Regaty odbędą się od 18 lipca do 1 sierpnia. Do Świnoujścia żeglarze przypłyną 29 lipca, by następnego dnia wystartować do ostatniego etapu Świnoujście-Trawemunde.
Szansa na goszczenie w Świnoujściu międzynarodowej ekipy żeglarskiej otworzyła się w ubiegłym roku wraz z przystąpieniem miasta do międzynarodowej organizacji żeglarskiej Baltic Sail Association.
Nic jednak nie wskazywało na to, że już rok później miasto gościć może uczestników regat.

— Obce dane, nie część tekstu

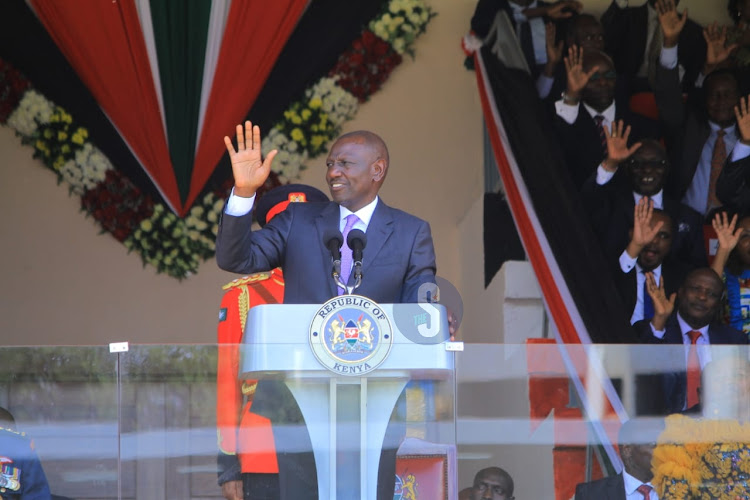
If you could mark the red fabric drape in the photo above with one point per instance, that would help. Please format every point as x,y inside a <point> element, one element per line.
<point>103,41</point>
<point>255,33</point>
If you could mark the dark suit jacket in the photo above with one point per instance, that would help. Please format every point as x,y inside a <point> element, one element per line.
<point>733,185</point>
<point>673,271</point>
<point>625,32</point>
<point>610,208</point>
<point>686,129</point>
<point>607,488</point>
<point>664,393</point>
<point>582,145</point>
<point>398,258</point>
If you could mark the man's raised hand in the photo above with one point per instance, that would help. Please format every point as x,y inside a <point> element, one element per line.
<point>250,171</point>
<point>617,145</point>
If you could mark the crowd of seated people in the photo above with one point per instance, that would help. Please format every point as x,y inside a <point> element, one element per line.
<point>650,113</point>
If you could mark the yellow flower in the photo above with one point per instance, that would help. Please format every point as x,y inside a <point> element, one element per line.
<point>315,103</point>
<point>297,135</point>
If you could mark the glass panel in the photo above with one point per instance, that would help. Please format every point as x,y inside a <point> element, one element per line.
<point>550,415</point>
<point>65,400</point>
<point>168,421</point>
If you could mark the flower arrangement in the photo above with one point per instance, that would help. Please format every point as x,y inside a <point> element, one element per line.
<point>703,459</point>
<point>402,23</point>
<point>175,245</point>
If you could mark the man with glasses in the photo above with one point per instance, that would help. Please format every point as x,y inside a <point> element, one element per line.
<point>588,108</point>
<point>626,176</point>
<point>694,325</point>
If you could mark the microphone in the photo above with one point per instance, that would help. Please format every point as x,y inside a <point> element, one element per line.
<point>333,241</point>
<point>357,242</point>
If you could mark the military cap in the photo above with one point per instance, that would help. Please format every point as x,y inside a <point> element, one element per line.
<point>277,199</point>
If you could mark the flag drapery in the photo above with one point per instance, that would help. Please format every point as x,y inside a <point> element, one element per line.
<point>106,45</point>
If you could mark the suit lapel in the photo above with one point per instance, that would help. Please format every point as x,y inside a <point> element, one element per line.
<point>378,232</point>
<point>328,219</point>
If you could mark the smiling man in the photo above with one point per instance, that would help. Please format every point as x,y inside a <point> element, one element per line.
<point>694,325</point>
<point>628,175</point>
<point>398,258</point>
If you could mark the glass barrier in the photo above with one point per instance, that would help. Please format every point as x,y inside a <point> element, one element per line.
<point>142,424</point>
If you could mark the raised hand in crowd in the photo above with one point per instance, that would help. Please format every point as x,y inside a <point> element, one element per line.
<point>617,145</point>
<point>728,238</point>
<point>643,232</point>
<point>742,114</point>
<point>663,306</point>
<point>577,77</point>
<point>671,21</point>
<point>717,50</point>
<point>554,50</point>
<point>249,169</point>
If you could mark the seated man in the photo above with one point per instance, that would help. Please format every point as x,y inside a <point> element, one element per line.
<point>693,324</point>
<point>648,250</point>
<point>494,483</point>
<point>588,108</point>
<point>636,440</point>
<point>621,181</point>
<point>633,37</point>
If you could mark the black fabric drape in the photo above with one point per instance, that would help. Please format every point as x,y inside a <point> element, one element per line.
<point>326,29</point>
<point>25,44</point>
<point>556,202</point>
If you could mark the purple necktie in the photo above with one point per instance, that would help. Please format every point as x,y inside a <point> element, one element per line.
<point>346,252</point>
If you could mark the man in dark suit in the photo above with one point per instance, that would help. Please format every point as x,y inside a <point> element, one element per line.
<point>398,259</point>
<point>527,18</point>
<point>701,133</point>
<point>636,442</point>
<point>399,256</point>
<point>588,108</point>
<point>631,33</point>
<point>693,325</point>
<point>628,175</point>
<point>647,251</point>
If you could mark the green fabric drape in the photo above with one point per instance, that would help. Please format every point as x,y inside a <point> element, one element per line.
<point>180,33</point>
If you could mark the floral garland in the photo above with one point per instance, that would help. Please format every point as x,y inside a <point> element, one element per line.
<point>705,459</point>
<point>173,245</point>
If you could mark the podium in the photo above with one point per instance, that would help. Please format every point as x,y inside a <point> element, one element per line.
<point>345,410</point>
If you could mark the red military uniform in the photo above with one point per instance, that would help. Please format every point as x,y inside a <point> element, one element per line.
<point>242,433</point>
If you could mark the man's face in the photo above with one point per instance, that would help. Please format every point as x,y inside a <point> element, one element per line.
<point>589,34</point>
<point>353,173</point>
<point>722,95</point>
<point>599,92</point>
<point>656,250</point>
<point>493,486</point>
<point>699,297</point>
<point>647,169</point>
<point>743,244</point>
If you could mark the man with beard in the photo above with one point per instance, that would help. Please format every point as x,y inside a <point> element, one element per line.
<point>588,108</point>
<point>701,136</point>
<point>628,175</point>
<point>693,325</point>
<point>650,242</point>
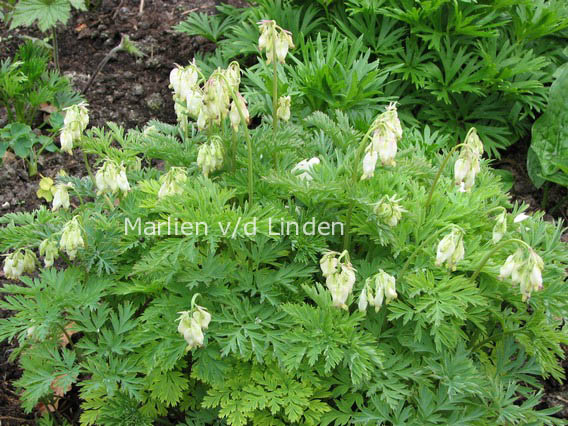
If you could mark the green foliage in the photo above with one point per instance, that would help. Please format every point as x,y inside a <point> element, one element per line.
<point>46,13</point>
<point>548,154</point>
<point>450,65</point>
<point>455,346</point>
<point>27,85</point>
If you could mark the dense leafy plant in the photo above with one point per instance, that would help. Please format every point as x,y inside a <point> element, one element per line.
<point>188,292</point>
<point>548,154</point>
<point>26,87</point>
<point>451,64</point>
<point>45,13</point>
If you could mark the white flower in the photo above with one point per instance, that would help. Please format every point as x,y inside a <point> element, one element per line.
<point>378,288</point>
<point>306,167</point>
<point>112,178</point>
<point>283,111</point>
<point>75,122</point>
<point>450,249</point>
<point>14,265</point>
<point>340,277</point>
<point>283,42</point>
<point>49,250</point>
<point>389,210</point>
<point>210,156</point>
<point>467,165</point>
<point>500,227</point>
<point>71,238</point>
<point>19,263</point>
<point>172,182</point>
<point>369,164</point>
<point>234,114</point>
<point>520,217</point>
<point>525,269</point>
<point>60,197</point>
<point>328,263</point>
<point>192,324</point>
<point>202,316</point>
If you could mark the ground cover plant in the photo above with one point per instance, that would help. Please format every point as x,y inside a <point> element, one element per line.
<point>29,89</point>
<point>439,303</point>
<point>449,64</point>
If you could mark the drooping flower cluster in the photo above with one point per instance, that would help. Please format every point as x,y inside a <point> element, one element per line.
<point>376,289</point>
<point>210,156</point>
<point>172,182</point>
<point>191,326</point>
<point>389,210</point>
<point>467,165</point>
<point>74,124</point>
<point>61,196</point>
<point>48,249</point>
<point>500,227</point>
<point>111,178</point>
<point>235,115</point>
<point>71,238</point>
<point>450,249</point>
<point>339,275</point>
<point>525,268</point>
<point>211,103</point>
<point>283,111</point>
<point>387,131</point>
<point>274,40</point>
<point>305,167</point>
<point>18,263</point>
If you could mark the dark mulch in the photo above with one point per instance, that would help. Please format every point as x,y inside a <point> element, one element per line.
<point>130,92</point>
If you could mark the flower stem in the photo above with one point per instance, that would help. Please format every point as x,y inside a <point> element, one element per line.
<point>55,48</point>
<point>420,247</point>
<point>274,87</point>
<point>354,179</point>
<point>437,178</point>
<point>88,167</point>
<point>493,251</point>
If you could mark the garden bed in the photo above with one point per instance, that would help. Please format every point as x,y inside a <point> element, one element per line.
<point>132,91</point>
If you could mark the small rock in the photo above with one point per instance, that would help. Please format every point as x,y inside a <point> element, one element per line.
<point>155,102</point>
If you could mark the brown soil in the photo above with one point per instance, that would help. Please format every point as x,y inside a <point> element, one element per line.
<point>130,92</point>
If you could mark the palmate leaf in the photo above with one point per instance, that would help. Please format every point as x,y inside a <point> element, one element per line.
<point>47,13</point>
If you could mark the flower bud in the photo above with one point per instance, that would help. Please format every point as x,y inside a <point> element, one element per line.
<point>112,178</point>
<point>172,182</point>
<point>14,265</point>
<point>210,156</point>
<point>235,115</point>
<point>500,227</point>
<point>46,189</point>
<point>328,263</point>
<point>283,111</point>
<point>60,196</point>
<point>75,122</point>
<point>29,261</point>
<point>369,164</point>
<point>340,277</point>
<point>389,210</point>
<point>202,316</point>
<point>71,238</point>
<point>305,167</point>
<point>48,249</point>
<point>450,249</point>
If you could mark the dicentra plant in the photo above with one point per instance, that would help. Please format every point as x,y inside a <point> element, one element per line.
<point>412,292</point>
<point>27,87</point>
<point>450,64</point>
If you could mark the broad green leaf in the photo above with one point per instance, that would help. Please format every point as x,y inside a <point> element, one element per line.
<point>550,136</point>
<point>47,13</point>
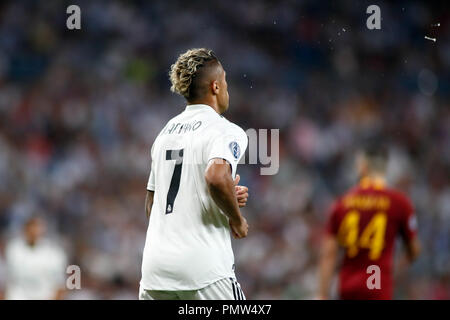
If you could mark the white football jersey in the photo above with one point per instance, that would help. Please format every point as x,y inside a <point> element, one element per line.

- Ideą tej imprezy jest, by co roku żeglarze mieli szansę poznać nowe miejsca - tłumaczy "Gazecie" Allan Green, organizator regat.
- Jesteśmy pod wrażeniem tego miejsca - podkreśla Green, który odwiedził Świnoujście. - Przestrzeń portu, bezpieczne, szerokie wejście, otoczenie pięknej bałtyckiej przyrody. To wszystko zdecydowało o wyborze.
Świnoujście deklaruje zorganizowanie imprez towarzyszących, ale także ma nadzieję na efekt promocyjny i wymierne korzyści dla handlarzy, gastronomików i całej branży turystycznej.
Ile jachtów może pojawić się w Świnoujściu? W tej chwili potwierdzony jest udział 50 jednostek w regatach. Zapisy cały czas trwają. W ubiegłym roku startowało ponad 70 jednostek klasy B, C i D (klasa "B" to 30-, 40-metrowe żaglowce).
Pod wspólnym szyldem Baltic Sail, od 1997 r. organizowane są przez miasta-sygnatariuszy tego porozumienia różne imprezy i wydarzenia żeglarskie. Związek tworzą miasta: Halstad i Karlskorona (Szwecja), Kłajpeda (Litwa), Lubeka, Rostock i Trawemunde (Niemcy) oraz Helsingore (Dania) i Gdańsk.